AfroBrasil
Entre a consciência do negro e do feitor
Ô de cavucá
Criola de cavucá
Olha terra que tem minhoca
Eu gosto de cavucá
Cavucá pra depois pra prantá
Cadências e ritmos, sentimentos especiais de cor e gesto. Flagrantes na feição da gente brasileira marcada de África em corpo e espírito.
Darcy Ribeiro, antropólogo e pensador do Brasil, inspira esta edição com as matrizes africanas de sua gestação étnica do povo brasileiro.
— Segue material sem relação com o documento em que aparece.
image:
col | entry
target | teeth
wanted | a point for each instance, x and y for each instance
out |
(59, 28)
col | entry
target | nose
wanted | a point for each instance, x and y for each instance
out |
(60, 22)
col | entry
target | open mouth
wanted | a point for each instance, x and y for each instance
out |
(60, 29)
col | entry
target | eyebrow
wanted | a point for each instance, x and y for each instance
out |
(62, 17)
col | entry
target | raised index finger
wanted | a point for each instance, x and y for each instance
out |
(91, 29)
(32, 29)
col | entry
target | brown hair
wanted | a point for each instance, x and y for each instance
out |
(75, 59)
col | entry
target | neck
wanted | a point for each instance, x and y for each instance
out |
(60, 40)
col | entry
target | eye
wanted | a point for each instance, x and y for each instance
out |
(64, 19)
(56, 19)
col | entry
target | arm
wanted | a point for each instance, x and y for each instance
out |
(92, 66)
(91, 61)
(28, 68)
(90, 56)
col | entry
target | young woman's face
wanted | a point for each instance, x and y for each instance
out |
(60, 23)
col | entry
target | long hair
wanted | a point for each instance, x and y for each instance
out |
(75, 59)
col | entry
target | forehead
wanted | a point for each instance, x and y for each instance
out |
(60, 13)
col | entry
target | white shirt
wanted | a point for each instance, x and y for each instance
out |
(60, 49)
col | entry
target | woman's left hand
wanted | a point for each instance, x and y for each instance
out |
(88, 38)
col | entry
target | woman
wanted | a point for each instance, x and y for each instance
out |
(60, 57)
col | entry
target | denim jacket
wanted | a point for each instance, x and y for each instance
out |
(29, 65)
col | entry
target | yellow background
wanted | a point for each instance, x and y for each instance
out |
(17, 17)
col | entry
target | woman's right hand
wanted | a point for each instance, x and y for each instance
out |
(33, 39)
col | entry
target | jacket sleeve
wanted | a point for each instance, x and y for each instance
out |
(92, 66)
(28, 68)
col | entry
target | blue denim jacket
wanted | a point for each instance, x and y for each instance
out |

Em franca lucidez, Darcy cruelmente adverte que cada brasileiro carrega consigo a cicatriz do torturador impressa na alma. Ao mesmo tempo descendentes de escravos e de senhores de escravos, seremos sempre servos da malignidade destilada e instada em nós. “Pronta a explodir na brutalidade racista e classista”, completa.
Em O povo brasileiro, Ribeiro reafirma nossa dualidade: “A doçura mais terna e a crueldade mais atroz aqui se conjugaram para fazer de nós a gente sentida e sofrida que somos e a gente insensível e brutal, que também somos”.
Séculos de exploração geraram imenso contingente de negros (e negros da terra) supliciados pela chibata do feitor. Devemos obrigação eterna. Sentimentalmente agradecidos, salvamos Clementina, Pixinguinha e seus antepassados.
África, cadê
Seu trono de Rainha, cadê
Dona da Realeza, cadê
Mãe da matéria-prima, cadê
Vai levar vida inteira pra lhe agradecer
(Rainha, Céu)
Veredas AfroBrasil pede passagem.
“Abre o caminho, o sentinela está na porta”.